Kyron’s employee cost crackdown

The position of Canning chief executive has remained in flux since Arthur Kyron was told his contract would not be renewed in late 2020.

The City of Canning will look to save between $3million to $4million in employee costs by reducing ‘unsustainable’ staff numbers under one its biggest organisational shakeups ever.

Councillors endorsed the restructure at a confidential meeting on January 31.

It included merging the city’s five directorates into four ‘program’ areas and the loss of economic development director Dr Mike Mouritz.

Canning chief executive Arthur Kyron, who was appointed in July last year, was leading the restructure and has put a pause on hiring new staff.

Last year the city spent $59.7million on employee costs, $5.4million more than the amount of rates revenue it received.

In April last year Examiner Newspapers reported the city was the only WA council with a population under 100,000 with more than 690 full time equivalent employees.

Mr Kyron said current staffing levels, including many management positions, were too high and would be brought down by offering redundancies and redeployments, but it wasn’t just about reducing costs.

“I think the current staffing levels are unsustainable when you compare them to like and larger councils in WA,” he said.

“Some of it is financial in terms of reducing our employment costs some of it is around focus, how we focus our resources within the organisation.

“What isn’t driving this is a singular view on cutting costs, but it’s getting the best mix of cost, resourcing service delivery and transformation initiatives.

“The redundancies and redeployments will be an outcome of that.

“I’ve already started the process of talking to some people whose position will be redundancies.”

Mr Kyron made similar employee cost cuts in his previous role at the NSW based Waverly council said he was taking a humanistic approach offering career guidance and training opportunities for redundant staff.

He said the vacancies resulting from the hiring freeze could also be used for redeployments.

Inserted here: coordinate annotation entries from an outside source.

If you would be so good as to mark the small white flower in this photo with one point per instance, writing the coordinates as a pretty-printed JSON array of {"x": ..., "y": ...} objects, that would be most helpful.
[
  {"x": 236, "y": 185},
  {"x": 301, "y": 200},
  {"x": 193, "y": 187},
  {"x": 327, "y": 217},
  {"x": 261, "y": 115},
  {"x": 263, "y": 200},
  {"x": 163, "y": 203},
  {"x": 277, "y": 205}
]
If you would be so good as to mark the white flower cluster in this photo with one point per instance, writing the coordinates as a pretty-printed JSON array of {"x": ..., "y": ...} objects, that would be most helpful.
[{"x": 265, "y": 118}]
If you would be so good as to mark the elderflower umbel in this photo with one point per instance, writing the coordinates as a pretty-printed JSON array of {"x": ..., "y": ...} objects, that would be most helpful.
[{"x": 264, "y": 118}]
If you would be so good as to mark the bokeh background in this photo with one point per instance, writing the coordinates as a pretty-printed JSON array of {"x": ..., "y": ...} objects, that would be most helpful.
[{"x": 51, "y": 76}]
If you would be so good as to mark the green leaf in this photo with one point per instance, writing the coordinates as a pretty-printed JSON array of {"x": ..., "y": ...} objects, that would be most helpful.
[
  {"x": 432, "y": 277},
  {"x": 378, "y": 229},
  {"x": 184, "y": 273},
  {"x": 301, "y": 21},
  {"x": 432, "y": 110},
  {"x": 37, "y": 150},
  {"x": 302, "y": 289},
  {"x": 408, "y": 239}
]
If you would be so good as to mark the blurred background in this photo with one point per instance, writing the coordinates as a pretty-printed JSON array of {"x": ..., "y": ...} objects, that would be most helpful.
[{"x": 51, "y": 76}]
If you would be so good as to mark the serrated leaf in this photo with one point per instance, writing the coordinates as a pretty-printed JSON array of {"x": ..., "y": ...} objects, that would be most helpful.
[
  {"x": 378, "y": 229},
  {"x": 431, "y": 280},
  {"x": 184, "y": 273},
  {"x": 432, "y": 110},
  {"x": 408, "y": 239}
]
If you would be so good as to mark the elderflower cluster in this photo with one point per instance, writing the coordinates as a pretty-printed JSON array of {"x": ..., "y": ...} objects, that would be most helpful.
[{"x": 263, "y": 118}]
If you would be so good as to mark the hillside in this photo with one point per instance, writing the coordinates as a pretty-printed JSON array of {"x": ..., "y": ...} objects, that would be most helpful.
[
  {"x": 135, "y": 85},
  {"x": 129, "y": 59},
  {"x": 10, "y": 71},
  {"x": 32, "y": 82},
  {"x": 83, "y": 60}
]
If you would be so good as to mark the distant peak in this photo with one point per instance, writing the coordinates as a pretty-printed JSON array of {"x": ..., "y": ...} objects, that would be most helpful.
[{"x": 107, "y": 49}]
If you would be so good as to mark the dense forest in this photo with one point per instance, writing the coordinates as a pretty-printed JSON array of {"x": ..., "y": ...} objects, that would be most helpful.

“If those vacancies accumulate then those vacancies can be used for potential redeployment of staff who’s position have been made redundant,” he said.

“This needs to be a humanistic approach, a compassionate approach to the change.”

Under the organisational change five program areas will be made including the office of the CEO, commercial, community care, environment and sustainable development.

Mr Kyron encouraged the city to have ‘the courage to be amazing’ and embrace the restructure.

He said program based organisational structures would increase accountability, reduce duplication and improve productivity.

It was also aimed at improving job satisfaction and improve alignment between the city’s different units.

Consultation with staff began seven months ago and Mr Kyron was hoping to have the biggest changes completed by March with ongoing reviews until the end of the year.